Am 16.12.2013 wurde der Koalitionsvertrag der großen Koalition zwischen CDU, CSU und SPD unterzeichnet. Seit dem wurden Gesetze verabschiedet, die unmittelbare Auswirkungen auf das Leben von die Arbeitnehmerinnen und Arbeitnehmer haben werden. Es ist ein erster Schritt in die richtige Richtung, dass langjährig Versicherte nach 45 Jahren Beitragszahlung in den Ruhestand gehen können. Es ist gut, dass die Erwerbsminderungsrente und das Reha-Budget erhöht worden sind. Die Mütterrente ist eine Verbesserung für viele Mütter, die Kinder großgezogen haben. Dennoch ist der DGB der Auffassung, dass die Mütterrente nicht aus Versicherungsbeiträgen finanziert werden darf, sondern allein aus Steuermitteln. Auch der Grundsatz „Rente mit 67“ wurde durch das Rentenpaket nicht verändert. Insbesondere die junge Generation, die verstärkt von prekären Beschäftigungsverhältnissen, von unterbrochenen Erwerbsbiografien und Niedriglöhnen betroffen ist, wird im Rentenpaket nur unzureichend berücksichtigt. Für diese Generation auskömmliche Renten zu entwickeln, wird eine große Herausforderung werden. Der DGB kritisiert die Absicht der Bundesregierung, die Beiträge zur Rentenversicherung zu senken. Wer heute Beiträge senkt, wird sie mittelfristig erhöhen müssen. Der DGB setzt sich für einen stabilen Beitragssatz ein, damit die Rentenversicherung finanziell robust in die nächsten Jahre gehen kann. Dabei soll nach DGB Modell eine Demografiereserve aufgebaut werden. Bernd Rützel ist die Position des DGB bekannt, nicht zuletzt, weil er sich in Berlin regelmäßig mit Vertretern des DGB Bundesvorstands trifft und austauscht. Er befindet sich in Gesprächen über Möglichkeiten der Rentenanpassung mit der CDU/CSU Fraktion.

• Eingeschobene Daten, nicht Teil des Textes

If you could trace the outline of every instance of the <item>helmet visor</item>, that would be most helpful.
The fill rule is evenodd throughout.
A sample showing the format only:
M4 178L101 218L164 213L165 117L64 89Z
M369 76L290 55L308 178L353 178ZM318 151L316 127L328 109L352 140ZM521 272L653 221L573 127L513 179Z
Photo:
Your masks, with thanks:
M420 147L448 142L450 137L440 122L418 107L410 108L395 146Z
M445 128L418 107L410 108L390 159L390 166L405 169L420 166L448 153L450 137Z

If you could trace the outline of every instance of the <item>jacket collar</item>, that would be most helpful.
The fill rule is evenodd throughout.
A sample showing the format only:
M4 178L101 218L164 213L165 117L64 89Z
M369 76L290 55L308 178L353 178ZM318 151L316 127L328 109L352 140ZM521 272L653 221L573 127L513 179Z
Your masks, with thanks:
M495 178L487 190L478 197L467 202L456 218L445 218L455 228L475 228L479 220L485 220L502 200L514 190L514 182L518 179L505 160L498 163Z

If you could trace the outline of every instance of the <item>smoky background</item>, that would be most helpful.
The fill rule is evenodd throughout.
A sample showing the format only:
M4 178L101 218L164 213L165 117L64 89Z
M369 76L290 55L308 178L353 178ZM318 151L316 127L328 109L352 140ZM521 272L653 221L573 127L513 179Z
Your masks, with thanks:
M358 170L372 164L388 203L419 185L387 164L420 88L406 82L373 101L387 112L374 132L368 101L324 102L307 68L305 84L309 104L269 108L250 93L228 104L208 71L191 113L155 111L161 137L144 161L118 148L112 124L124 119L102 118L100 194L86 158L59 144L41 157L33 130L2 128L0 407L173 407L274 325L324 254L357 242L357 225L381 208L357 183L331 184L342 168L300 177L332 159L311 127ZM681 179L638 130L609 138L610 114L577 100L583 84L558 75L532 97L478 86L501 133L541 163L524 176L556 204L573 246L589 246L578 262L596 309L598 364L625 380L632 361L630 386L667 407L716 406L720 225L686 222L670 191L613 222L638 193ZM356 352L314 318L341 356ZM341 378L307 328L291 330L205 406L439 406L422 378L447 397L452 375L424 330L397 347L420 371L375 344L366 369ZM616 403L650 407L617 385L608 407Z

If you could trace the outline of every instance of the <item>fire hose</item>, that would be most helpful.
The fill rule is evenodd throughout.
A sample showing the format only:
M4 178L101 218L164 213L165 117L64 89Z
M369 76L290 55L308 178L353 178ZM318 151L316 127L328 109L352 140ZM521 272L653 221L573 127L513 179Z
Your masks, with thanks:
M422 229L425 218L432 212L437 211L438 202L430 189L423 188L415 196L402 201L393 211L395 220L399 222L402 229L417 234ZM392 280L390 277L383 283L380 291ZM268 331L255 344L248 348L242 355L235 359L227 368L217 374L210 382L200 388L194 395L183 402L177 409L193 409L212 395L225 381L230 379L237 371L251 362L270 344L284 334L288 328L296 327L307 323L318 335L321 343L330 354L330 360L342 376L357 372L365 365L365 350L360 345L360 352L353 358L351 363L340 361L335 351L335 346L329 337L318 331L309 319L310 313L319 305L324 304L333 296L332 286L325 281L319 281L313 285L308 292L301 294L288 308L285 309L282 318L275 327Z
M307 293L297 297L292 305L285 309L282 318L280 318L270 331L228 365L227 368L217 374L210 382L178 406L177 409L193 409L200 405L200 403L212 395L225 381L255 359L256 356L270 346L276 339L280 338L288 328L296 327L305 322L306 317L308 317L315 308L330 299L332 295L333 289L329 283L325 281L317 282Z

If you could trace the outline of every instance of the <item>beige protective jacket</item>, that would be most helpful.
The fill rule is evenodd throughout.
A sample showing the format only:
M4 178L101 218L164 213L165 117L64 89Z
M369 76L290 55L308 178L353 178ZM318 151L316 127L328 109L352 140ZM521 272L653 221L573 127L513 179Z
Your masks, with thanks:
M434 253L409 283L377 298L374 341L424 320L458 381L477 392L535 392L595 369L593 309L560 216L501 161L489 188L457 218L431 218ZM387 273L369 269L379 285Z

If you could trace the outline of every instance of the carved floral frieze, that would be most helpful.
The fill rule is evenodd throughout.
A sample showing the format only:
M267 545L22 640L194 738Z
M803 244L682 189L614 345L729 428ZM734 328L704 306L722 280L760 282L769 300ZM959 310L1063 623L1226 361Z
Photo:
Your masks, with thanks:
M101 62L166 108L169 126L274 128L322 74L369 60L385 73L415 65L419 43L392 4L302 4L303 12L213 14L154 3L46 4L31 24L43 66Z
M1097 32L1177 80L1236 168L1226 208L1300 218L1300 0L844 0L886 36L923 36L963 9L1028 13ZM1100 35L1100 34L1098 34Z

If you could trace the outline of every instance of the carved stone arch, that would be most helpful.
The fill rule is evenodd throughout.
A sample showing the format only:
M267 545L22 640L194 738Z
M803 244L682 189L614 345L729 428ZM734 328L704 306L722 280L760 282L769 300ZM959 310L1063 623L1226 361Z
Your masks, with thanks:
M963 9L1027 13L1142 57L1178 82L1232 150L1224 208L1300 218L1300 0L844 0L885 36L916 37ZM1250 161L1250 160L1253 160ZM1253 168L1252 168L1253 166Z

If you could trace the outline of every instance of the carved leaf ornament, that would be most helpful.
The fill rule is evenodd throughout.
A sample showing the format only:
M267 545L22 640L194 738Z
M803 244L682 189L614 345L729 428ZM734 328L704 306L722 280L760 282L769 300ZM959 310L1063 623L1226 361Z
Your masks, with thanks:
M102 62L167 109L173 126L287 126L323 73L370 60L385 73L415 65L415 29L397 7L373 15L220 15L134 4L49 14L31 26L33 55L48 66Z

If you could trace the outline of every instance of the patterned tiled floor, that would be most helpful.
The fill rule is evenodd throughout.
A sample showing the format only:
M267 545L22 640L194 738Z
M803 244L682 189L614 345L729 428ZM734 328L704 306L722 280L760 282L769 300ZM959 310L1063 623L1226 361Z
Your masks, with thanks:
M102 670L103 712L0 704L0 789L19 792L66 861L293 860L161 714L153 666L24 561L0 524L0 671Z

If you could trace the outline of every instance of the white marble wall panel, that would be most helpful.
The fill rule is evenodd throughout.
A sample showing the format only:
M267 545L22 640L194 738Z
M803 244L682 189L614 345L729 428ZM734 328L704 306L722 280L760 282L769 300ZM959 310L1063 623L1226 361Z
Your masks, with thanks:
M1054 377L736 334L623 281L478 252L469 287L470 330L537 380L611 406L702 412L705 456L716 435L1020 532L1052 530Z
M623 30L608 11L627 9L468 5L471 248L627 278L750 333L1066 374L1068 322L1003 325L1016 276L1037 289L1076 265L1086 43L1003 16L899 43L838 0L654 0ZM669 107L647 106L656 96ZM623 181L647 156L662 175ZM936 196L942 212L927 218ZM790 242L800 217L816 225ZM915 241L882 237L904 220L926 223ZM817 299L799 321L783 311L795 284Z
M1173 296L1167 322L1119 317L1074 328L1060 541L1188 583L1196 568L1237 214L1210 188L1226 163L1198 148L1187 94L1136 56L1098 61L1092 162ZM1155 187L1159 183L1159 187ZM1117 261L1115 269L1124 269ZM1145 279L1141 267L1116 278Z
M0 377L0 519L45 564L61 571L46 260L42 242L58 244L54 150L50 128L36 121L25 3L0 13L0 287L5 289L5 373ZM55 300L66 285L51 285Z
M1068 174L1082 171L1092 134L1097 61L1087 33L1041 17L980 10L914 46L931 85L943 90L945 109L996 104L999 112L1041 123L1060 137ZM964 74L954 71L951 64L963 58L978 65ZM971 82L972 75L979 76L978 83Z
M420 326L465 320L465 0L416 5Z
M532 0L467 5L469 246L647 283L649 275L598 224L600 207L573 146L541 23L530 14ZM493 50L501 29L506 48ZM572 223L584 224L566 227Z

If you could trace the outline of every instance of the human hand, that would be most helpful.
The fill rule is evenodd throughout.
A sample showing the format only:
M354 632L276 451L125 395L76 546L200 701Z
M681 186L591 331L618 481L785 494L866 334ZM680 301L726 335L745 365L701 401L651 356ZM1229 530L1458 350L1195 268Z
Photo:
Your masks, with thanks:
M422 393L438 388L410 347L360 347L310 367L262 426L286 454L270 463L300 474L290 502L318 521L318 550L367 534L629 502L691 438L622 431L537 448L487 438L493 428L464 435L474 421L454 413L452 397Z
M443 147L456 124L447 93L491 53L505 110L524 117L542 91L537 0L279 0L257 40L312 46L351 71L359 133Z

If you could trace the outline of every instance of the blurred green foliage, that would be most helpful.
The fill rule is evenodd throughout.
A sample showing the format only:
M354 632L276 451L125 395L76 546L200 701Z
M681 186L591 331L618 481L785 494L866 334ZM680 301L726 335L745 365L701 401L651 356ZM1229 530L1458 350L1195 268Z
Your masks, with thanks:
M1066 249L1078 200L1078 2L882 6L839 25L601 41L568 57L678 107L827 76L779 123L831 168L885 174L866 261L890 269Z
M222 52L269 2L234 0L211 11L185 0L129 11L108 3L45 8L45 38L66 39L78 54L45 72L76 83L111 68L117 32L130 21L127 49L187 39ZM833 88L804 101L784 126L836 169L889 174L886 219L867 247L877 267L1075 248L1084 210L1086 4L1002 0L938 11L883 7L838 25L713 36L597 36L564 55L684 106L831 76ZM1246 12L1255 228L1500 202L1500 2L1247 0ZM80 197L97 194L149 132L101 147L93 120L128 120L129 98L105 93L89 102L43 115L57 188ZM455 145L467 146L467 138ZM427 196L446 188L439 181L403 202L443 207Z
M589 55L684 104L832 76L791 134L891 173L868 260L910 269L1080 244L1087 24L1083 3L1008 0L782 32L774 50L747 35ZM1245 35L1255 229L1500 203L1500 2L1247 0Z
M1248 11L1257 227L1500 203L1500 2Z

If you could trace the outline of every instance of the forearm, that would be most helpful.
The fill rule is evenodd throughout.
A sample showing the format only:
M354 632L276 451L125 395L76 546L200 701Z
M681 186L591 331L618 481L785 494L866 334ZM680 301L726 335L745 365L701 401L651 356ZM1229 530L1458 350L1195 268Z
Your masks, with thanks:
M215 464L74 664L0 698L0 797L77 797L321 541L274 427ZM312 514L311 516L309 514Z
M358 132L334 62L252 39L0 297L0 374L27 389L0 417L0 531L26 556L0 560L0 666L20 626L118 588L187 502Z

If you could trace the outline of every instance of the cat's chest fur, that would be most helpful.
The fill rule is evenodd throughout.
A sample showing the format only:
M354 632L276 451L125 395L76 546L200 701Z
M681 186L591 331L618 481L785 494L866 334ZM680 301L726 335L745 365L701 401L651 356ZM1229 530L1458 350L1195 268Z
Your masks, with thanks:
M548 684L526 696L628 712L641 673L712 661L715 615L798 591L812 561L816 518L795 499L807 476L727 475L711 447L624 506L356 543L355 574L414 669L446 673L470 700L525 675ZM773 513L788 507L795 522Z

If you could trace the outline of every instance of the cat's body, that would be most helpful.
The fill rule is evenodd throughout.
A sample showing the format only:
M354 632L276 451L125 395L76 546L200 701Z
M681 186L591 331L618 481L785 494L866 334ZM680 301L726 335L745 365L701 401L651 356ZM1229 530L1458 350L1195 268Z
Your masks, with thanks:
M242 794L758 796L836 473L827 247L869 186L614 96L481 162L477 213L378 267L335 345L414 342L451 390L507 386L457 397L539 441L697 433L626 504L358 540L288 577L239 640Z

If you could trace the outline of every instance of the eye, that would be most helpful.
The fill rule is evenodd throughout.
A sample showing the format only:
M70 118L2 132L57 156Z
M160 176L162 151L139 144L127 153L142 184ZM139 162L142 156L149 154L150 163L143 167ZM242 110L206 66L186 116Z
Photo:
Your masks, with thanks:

Der Mindestlohn ist ein wichtiger Schritt hin zu einer Neuordnung der Arbeit. Rund 1 Millionen Menschen werden in Bayern von dem Mindestlohn in Höhe von 8,50€ profitieren. Gut 10 Jahre haben Gewerkschaften den gesetzlichen Mindestlohn gefordert. Zum 1.1.2015 wird er mit einigen Ausnahmen eingeführt. Im Tarifpaket wurden neben dem Mindestlohn auch zahlreiche Allgemeinverbindlichkeitserklärungen von Tarifverträgen verabschiedet. Das Entsendegesetz wurde auf alle Branchen ausgeweitet. Bernd Rützel nennt das Tarifautonomiestärkungsgesetz einen historischen Meilenstein in der Arbeitsmarktpolitik und ist überzeugt, dass mit dem Mindestlohn Arbeit ihre Würde wieder zurückbekommt.